Plate 694, Art Forms in Nature. Haeckel's Coniferae specimens are not drawn to scale, instead he arranged them to enhance the beauty of the collection as a whole.
His observations of nature were thorough and methodical—discovering and illustrating almost 4,000 microscopic species, and writing books that were translated into twenty languages. He was also a master of visual persuasion, visually narrating evolutionary concepts that made them newly accessible to academia and the public. He was an advocate of Darwin's newly published On the Origin of Species (1859), but he was also a devotee of Goethe, who thought that the unifying principles of nature could be examined through art as well as science. Goethe and Haeckel believed in the inherent archetypes of nature, and that the true form of a specimen could be revealed in an illustration of that underlying archetype.
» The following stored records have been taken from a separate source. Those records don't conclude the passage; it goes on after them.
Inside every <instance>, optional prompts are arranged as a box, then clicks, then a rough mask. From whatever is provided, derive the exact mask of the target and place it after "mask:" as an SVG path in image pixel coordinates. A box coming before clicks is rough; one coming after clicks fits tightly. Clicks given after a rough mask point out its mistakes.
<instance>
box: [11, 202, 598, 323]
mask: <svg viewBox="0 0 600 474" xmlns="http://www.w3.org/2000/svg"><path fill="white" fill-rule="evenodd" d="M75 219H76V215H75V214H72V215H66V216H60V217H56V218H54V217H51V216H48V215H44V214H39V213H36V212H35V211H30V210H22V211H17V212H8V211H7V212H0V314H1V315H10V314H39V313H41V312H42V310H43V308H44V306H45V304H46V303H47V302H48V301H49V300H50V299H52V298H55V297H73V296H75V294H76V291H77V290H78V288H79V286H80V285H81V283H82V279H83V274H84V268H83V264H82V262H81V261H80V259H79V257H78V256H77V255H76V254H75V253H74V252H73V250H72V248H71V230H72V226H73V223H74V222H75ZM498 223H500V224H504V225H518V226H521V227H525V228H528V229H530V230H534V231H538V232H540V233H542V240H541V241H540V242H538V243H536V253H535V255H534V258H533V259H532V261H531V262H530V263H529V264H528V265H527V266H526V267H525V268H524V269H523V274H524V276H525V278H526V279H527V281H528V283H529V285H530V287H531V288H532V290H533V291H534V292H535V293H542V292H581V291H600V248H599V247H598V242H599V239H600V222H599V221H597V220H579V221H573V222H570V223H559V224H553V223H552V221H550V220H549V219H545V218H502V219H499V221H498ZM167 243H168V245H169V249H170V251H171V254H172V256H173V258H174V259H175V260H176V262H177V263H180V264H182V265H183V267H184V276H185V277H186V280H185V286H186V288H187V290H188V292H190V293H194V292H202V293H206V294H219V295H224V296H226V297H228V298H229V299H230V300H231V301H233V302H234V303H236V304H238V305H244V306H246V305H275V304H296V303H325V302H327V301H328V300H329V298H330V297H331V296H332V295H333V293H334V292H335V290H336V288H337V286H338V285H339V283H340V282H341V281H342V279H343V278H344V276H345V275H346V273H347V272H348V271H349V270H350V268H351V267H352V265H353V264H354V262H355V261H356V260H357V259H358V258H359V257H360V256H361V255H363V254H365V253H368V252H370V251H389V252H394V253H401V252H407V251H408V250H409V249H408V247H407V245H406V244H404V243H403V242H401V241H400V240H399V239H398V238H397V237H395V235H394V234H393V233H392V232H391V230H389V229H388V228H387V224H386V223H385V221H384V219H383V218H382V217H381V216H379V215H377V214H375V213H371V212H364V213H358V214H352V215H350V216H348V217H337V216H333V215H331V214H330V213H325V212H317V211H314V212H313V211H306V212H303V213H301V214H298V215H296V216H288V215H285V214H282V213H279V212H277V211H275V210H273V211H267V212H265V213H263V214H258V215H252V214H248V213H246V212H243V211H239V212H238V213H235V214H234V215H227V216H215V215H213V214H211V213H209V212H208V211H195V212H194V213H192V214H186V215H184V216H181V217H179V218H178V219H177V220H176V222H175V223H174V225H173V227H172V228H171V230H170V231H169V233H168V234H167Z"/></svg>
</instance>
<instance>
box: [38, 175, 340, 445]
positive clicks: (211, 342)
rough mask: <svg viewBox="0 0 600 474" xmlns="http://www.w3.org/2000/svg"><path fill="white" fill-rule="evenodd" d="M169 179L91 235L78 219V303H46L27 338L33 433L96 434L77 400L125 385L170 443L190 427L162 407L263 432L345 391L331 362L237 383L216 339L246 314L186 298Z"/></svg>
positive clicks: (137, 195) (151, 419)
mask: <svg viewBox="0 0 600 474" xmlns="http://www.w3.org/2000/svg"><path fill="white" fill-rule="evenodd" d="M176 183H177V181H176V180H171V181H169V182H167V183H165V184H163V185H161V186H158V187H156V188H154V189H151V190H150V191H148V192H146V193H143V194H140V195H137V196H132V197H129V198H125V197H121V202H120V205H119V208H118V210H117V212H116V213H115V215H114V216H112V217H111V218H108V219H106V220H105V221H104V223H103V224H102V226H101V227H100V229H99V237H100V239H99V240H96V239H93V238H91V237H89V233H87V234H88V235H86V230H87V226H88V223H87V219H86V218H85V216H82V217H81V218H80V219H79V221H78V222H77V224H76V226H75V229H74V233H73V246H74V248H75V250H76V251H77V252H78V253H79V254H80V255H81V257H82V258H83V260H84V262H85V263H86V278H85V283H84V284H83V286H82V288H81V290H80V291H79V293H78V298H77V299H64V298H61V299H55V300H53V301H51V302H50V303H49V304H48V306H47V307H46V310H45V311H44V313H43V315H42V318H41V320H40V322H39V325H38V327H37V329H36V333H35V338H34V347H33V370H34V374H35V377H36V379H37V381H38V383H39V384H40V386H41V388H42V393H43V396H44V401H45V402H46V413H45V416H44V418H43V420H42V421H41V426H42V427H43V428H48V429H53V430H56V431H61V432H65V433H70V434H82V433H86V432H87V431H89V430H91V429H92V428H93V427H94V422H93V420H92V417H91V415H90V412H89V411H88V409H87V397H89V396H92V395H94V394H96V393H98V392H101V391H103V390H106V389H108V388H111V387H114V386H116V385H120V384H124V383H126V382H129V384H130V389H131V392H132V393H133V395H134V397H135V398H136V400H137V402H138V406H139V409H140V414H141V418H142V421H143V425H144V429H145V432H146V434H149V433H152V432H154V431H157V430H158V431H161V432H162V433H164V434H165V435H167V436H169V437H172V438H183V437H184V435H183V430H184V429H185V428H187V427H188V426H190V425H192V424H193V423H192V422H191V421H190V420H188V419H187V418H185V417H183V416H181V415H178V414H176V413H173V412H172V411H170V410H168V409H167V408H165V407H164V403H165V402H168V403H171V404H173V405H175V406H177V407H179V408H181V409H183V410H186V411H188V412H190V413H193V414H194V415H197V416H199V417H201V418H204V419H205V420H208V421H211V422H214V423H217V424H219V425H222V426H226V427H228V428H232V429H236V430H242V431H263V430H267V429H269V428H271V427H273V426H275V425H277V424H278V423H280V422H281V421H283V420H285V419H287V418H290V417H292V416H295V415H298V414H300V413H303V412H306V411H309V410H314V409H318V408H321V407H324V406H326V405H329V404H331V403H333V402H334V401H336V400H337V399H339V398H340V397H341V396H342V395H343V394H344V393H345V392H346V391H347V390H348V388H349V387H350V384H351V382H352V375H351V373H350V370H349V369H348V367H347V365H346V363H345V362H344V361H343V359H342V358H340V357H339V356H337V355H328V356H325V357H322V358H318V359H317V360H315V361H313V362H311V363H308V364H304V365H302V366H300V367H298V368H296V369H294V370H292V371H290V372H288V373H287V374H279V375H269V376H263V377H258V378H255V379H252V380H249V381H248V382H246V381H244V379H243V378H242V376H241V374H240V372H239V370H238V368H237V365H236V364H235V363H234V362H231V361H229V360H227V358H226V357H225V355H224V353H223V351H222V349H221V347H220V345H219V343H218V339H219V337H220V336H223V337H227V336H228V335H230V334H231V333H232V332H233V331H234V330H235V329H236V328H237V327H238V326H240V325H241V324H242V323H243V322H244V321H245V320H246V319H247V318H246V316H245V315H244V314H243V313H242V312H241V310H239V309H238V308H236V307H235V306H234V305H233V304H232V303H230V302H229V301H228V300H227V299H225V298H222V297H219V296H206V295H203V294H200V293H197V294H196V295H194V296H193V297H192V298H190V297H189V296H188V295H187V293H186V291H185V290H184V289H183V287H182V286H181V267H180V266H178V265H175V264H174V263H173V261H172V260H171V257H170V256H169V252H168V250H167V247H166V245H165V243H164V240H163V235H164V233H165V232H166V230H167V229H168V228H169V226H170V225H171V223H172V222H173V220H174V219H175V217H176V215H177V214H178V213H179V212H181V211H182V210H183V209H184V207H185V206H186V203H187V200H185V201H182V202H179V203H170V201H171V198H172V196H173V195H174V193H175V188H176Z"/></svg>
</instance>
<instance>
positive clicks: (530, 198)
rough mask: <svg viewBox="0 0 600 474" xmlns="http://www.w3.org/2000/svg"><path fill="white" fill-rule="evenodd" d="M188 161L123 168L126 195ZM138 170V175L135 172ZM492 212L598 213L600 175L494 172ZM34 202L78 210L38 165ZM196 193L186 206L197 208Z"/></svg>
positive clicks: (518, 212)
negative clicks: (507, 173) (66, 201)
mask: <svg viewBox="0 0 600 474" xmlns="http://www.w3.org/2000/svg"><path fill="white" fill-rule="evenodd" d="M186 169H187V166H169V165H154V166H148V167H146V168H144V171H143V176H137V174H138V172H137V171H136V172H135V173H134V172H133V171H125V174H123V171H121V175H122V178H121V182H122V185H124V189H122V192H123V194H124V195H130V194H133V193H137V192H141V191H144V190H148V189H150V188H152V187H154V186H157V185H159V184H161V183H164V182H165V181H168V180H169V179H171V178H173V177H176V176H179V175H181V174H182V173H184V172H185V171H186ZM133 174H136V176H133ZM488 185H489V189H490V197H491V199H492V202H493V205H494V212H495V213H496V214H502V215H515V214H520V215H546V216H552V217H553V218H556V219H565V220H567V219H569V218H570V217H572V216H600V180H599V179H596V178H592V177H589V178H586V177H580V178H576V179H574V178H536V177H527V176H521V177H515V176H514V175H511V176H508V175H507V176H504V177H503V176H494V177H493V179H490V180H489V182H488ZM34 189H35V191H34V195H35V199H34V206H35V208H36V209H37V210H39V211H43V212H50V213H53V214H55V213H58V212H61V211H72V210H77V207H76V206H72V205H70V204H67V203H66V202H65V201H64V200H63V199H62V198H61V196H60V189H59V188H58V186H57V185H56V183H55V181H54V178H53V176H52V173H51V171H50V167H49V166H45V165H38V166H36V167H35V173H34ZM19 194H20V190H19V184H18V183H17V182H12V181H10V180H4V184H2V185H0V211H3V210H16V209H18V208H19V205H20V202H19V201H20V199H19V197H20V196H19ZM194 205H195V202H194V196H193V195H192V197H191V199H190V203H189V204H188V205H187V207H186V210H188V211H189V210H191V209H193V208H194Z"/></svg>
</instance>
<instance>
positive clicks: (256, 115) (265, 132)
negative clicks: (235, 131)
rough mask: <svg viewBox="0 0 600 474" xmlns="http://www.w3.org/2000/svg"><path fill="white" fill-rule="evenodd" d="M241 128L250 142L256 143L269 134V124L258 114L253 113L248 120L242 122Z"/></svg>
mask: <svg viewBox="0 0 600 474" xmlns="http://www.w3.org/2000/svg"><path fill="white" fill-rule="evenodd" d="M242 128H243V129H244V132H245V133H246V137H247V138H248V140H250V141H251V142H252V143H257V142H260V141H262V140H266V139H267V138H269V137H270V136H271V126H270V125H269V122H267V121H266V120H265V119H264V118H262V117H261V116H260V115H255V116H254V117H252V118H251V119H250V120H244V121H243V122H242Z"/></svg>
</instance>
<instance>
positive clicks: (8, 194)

Plate 82, Art Forms in Nature. A collection of liverworts (Hepaticae), designed and illustrated with perfect symmetry and patterns.
And so Haeckel is tossed back and forth a bit between science and art—he was a rigorous artist, drawing specimens in the field, traveling from Sicily to Ceylon and through the North Sea to find deep-sea vegetation, orchids, birds and ferns, but the result was illustrations that were somewhat removed from the field. Perfectly spiraling floral tendrils reflected Haeckel's ideal of the form, and perhaps not so much the flower itself. And this served the artist's purpose to convey a harmony of the natural world, and its gorgeous unifying patterns. Haeckel pursued both science and art with a similar philosophy: the pursuit of beauty and a perfect order.
Ernst Haeckel (seated) with his assistant Nikolaus Miclucho-Maclay in the Canary Islands, 1866.